Analyzing Brazilian Hospital Admissions and Causes of Death with Python (SIH-DATASUS)
In this post, we’ll delve into the Hospital Information System (SIH) of DATASUS, a rich dataset that provides detailed insights into hospital admissions in Brazil. Specifically, we’ll focus on the `CID_MORTE` column, which indicates the cause of death, and analyze the data for the state of Acre (AC) in June 2008. The full code can be found here: https://github.com/marianeneiva/downloadSIH
Setting Up
Before we begin, we need to install the `pysus` library, which facilitates the downloading of SIH data:
!pip install pysus### Fetching the Data
With pysus installed, we can easily fetch the SIH data for our desired state, year, and month:
from pysus.online_data.SIH import download
from pysus.online_data import parquets_to_dataframe as to_df
sih_ = to_df(download('AC',2008,6))
Exploring the Data
Let’s take a quick look at our data:
- First five rows:
sih_.head()
- Last 5 rows:
sih_.tail()
- A random sample of 10 rows:
sih_.sample(n=10)
To get a sense of the columns we have:
print(list(sih_.columns.values))
output: ['UF_ZI', 'ANO_CMPT', 'MES_CMPT', 'ESPEC', 'CGC_HOSP', 'N_AIH', 'IDENT', 'CEP', 'MUNIC_RES', 'NASC', 'SEXO', 'UTI_MES_IN', 'UTI_MES_AN', 'UTI_MES_AL', 'UTI_MES_TO', 'MARCA_UTI', 'UTI_INT_IN', 'UTI_INT_AN', 'UTI_INT_AL', 'UTI_INT_TO', 'DIAR_ACOM', 'QT_DIARIAS', 'PROC_SOLIC', 'PROC_REA', 'VAL_SH', 'VAL_SP', 'VAL_SADT', 'VAL_RN', 'VAL_ACOMP', 'VAL_ORTP', 'VAL_SANGUE', 'VAL_SADTSR', 'VAL_TRANSP', 'VAL_OBSANG', 'VAL_PED1AC', 'VAL_TOT', 'VAL_UTI', 'US_TOT', 'DT_INTER', 'DT_SAIDA', 'DIAG_PRINC', 'DIAG_SECUN', 'COBRANCA', 'NATUREZA', 'GESTAO', 'RUBRICA', 'IND_VDRL', 'MUNIC_MOV', 'COD_IDADE', 'IDADE', 'DIAS_PERM', 'MORTE', 'NACIONAL', 'NUM_PROC', 'CAR_INT', 'TOT_PT_SP', 'CPF_AUT', 'HOMONIMO', 'NUM_FILHOS', 'INSTRU', 'CID_NOTIF', 'CONTRACEP1', 'CONTRACEP2', 'GESTRISCO', 'INSC_PN', 'SEQ_AIH5', 'CBOR', 'CNAER', 'VINCPREV', 'GESTOR_COD', 'GESTOR_TP', 'GESTOR_CPF', 'GESTOR_DT', 'CNES', 'CNPJ_MANT', 'INFEHOSP', 'CID_ASSO', 'CID_MORTE', 'COMPLEX', 'FINANC', 'FAEC_TP', 'REGCT', 'RACA_COR', 'ETNIA', 'SEQUENCIA', 'REMESSA']
Data Cleaning
Real-world data is often messy. Let’s replace empty strings with NaN values for better data handling:
import numpy as np
sih_ = sih_.replace('',np.nan)
Diving into the Cause of Death (‘CID_MORTE’)

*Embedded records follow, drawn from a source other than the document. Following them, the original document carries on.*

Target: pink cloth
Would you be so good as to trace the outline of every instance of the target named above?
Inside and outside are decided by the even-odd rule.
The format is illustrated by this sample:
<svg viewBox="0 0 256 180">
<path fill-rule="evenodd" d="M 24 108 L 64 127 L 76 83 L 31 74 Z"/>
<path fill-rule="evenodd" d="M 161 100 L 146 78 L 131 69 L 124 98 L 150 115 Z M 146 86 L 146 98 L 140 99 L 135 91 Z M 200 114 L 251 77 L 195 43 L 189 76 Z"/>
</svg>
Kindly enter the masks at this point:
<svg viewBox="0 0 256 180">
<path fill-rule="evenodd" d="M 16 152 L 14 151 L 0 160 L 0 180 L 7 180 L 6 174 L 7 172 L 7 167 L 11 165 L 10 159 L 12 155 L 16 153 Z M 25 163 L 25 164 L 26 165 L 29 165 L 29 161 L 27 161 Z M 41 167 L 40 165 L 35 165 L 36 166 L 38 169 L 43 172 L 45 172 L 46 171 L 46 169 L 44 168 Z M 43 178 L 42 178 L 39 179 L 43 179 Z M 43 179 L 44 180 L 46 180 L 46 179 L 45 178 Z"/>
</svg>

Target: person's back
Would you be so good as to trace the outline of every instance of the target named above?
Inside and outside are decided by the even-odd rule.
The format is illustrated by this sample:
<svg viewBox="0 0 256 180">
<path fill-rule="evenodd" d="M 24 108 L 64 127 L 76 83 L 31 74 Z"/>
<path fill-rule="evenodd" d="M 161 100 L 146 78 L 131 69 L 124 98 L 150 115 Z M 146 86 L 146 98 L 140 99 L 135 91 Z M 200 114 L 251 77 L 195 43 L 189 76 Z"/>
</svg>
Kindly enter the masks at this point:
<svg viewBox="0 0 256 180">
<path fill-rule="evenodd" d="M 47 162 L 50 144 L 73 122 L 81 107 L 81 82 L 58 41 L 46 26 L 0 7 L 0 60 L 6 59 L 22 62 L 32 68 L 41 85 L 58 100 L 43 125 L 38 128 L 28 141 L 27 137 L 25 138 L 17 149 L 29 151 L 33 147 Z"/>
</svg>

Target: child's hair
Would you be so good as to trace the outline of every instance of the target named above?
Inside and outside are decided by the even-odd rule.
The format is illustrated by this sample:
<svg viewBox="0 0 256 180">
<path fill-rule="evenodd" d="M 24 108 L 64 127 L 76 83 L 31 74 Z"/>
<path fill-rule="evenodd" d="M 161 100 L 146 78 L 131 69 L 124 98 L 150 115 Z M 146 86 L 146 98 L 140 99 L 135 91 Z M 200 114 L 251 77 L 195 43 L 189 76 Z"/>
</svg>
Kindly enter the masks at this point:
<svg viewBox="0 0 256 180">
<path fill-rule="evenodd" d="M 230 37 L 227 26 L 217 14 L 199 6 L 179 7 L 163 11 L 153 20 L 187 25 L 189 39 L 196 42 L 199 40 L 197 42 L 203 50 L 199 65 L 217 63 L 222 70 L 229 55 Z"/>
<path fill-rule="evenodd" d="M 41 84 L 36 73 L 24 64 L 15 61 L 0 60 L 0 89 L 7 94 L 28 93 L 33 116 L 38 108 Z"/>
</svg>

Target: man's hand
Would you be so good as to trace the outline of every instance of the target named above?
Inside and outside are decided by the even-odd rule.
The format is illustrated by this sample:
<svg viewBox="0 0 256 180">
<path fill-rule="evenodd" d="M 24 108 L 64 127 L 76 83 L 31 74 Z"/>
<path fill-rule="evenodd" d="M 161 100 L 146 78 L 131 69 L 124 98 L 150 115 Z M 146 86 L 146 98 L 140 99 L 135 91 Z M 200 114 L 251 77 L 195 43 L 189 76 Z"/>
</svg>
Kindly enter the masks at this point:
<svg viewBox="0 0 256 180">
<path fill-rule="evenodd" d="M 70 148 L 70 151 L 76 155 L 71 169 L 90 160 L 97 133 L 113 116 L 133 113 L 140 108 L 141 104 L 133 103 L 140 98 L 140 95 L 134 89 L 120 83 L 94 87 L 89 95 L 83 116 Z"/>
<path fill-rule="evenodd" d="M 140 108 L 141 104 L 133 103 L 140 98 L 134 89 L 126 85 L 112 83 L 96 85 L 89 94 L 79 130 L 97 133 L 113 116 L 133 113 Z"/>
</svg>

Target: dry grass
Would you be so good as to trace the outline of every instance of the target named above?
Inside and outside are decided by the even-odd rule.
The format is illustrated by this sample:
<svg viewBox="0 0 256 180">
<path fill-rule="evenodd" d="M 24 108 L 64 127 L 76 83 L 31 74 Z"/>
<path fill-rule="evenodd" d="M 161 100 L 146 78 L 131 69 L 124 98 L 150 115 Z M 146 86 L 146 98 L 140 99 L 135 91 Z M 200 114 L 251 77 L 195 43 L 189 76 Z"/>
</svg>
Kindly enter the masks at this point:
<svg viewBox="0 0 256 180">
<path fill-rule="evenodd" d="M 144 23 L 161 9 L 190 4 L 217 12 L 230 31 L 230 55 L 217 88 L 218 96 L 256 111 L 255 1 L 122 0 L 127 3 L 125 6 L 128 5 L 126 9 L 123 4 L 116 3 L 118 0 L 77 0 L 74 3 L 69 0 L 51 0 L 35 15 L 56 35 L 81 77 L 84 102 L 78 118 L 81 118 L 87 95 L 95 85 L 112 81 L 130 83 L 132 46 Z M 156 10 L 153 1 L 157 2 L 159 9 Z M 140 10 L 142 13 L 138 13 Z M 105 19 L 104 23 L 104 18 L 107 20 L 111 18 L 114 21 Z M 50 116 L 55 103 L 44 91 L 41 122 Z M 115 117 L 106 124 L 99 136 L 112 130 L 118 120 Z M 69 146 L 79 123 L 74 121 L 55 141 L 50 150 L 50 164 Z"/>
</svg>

The ‘CID_MORTE’ column is of particular interest as it indicates the cause of death. Let’s analyze it:
- Unique values:
print(sih_["CID_MORTE"].unique())
- Number of unique values:
print(sih_['CID_MORTE'].nunique()) #output: 44
- Frequency of each unique value:
print(sih_[‘CID_MORTE’].value_counts())
Visualizing the Data
A histogram can provide a clear picture of the distribution of causes of death:
import plotly.express as px
fig = px.histogram(sih_, x="CID_MORTE").update_xaxes(categoryorder="total descending")
fig.show()
This visualization offers a comprehensive view of the most common causes of death in hospital admissions for the state of Acre (‘AC’) in June 2008.
Conclusion
Analyzing the SIH dataset provides valuable insights into hospital admissions and causes of death. With Python and the pysus library, we can easily fetch, clean, and visualize this data, making it a powerful tool for healthcare professionals, researchers, and policymakers.